Gregorio Borgia/Associated Press

Updated: May 29, 2012

Cardinal Joseph Ratzinger was elected the Roman Catholic Church’s 265th pope on April 19, 2005, after the death of the popular and long-serving Pope John Paul II. Cardinal Ratzinger took the name Benedict XVI.

Before his elevation, Benedict had led the Congregation for the Doctrine of the Faith, a key Vatican office, in which he was seen as a tough enforcer of John Paul’s conservative views.

Many Vatican experts predicted that Benedict, a German-born, bookish scholar with a strong theological bent, would not inspire the same sort of public adoration as his predecessor. But few could have predicted that his papacy would be characterized by a series of scandals and controversies that have alienated so many people, including Catholics.

The church’s long-running sexual abuse scandal flared up with new rounds of accusations, and has threatened to define Benedict’s papacy. He has faced accusations that he and direct subordinates often did not alert civilian authorities or discipline priests involved in sexual abuse when he served as archbishop in Germany and as the Vatican’s chief doctrinal enforcer.

In 2006, Benedict enraged many Muslims, when he quoted a Byzantine emperor who called Islam “evil and inhuman,’' and in 2009 he sparked outrage across Europe when he revoked the excommunication of schismatic bishops who had denied central elements of the Holocaust.

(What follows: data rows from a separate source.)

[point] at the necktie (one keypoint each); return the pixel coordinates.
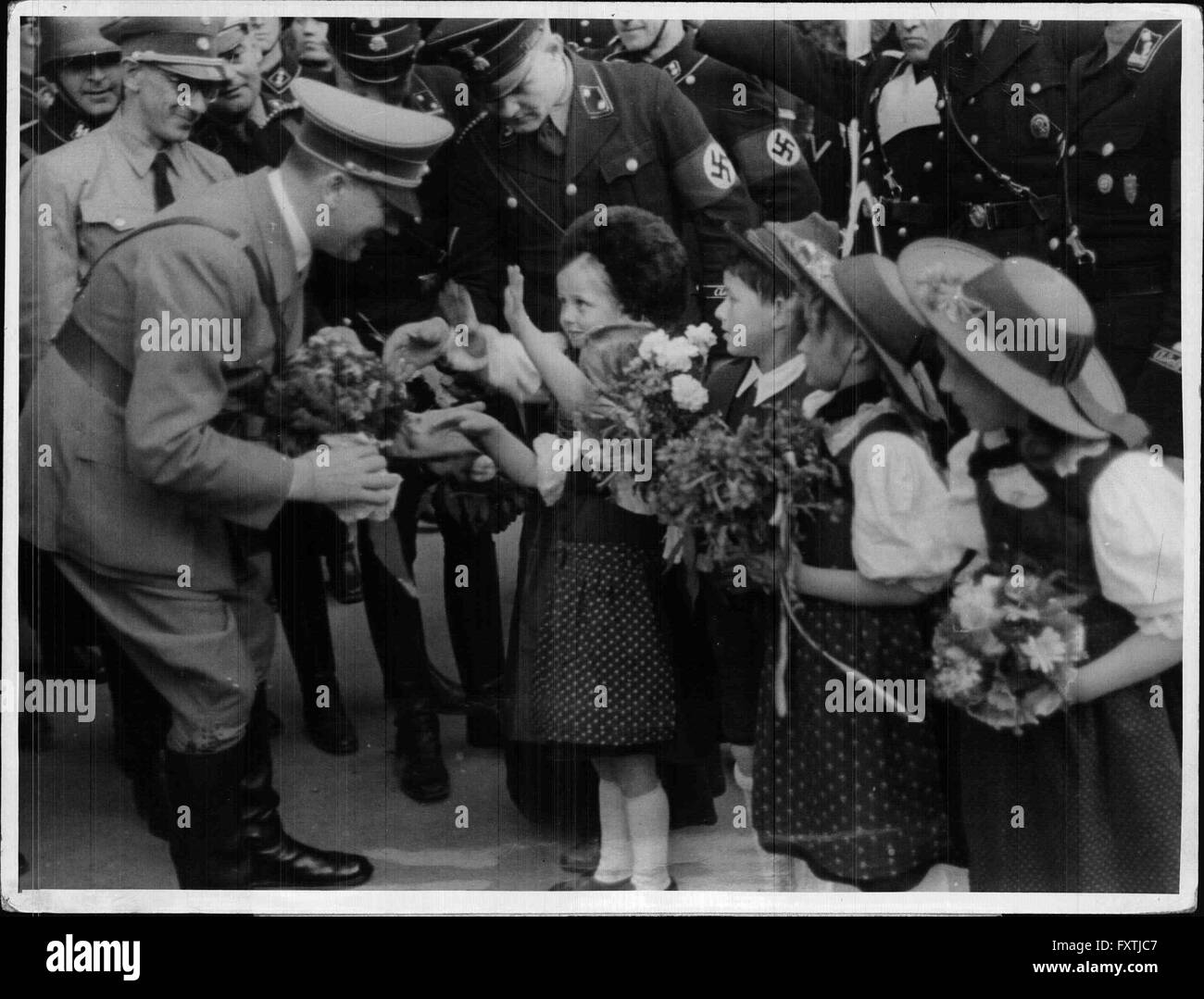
(550, 139)
(163, 195)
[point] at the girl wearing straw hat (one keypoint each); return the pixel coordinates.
(1088, 801)
(853, 789)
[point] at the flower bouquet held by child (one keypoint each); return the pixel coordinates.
(1006, 650)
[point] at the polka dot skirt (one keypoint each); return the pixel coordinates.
(603, 673)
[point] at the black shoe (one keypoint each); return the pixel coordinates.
(325, 718)
(422, 775)
(235, 838)
(582, 858)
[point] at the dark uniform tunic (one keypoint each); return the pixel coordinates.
(907, 169)
(1004, 115)
(631, 139)
(753, 120)
(1122, 177)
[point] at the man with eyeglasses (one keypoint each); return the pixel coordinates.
(160, 482)
(82, 82)
(83, 196)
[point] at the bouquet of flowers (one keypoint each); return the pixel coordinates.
(658, 393)
(1003, 653)
(741, 489)
(333, 385)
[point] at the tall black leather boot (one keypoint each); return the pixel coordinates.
(301, 603)
(232, 835)
(424, 777)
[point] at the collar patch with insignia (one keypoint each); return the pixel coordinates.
(1148, 44)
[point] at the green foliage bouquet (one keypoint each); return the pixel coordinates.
(1004, 653)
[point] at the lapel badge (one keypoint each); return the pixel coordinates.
(280, 79)
(1143, 52)
(595, 100)
(1130, 184)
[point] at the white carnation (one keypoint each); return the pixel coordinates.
(653, 345)
(689, 393)
(678, 354)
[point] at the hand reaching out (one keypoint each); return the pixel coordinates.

Benedict’s visit to Germany in September 2011 encapsulated much of the turmoil that has defined his papacy. Instead of a pleasant visit to his native land, the trip became a journey to the front lines in the battle over the future of the church. The pope addressed members of Germany’s parliament while thousands of demonstrators aired a wide array of criticisms of the church and Benedict on subjects that included the role of women in the church, gay rights and sexual abuse by priests.

Of all European countries, Ireland has undergone perhaps the most profound transformation in its relationship to the church, an institution that permeated almost every aspect of life there for generations. In 2011, Irish prime minister Enda Kenny unexpectedly took the floor in Parliament to express his outrage over the revelations in the Cloyne Report, which detailed abuse and cover-ups by church officials in Ireland through 2009. The Vatican withdrew its ambassador from Dublin, and the Irish government announced that it would introduce a package of legislation to protect children.

One More Crisis: A Scandal Involving the Pope’s Butler

In May 2012, a scandal called VatiLeaks burst into the open when Paolo Gabriele, 46, the pope’s butler, was arrested on suspicion of leaking secret documents, some of which were addressed to the pope. Some of the documents that Mr. Gabriele is suspected of leaking claim cronyism and corruption in Vatican contracts.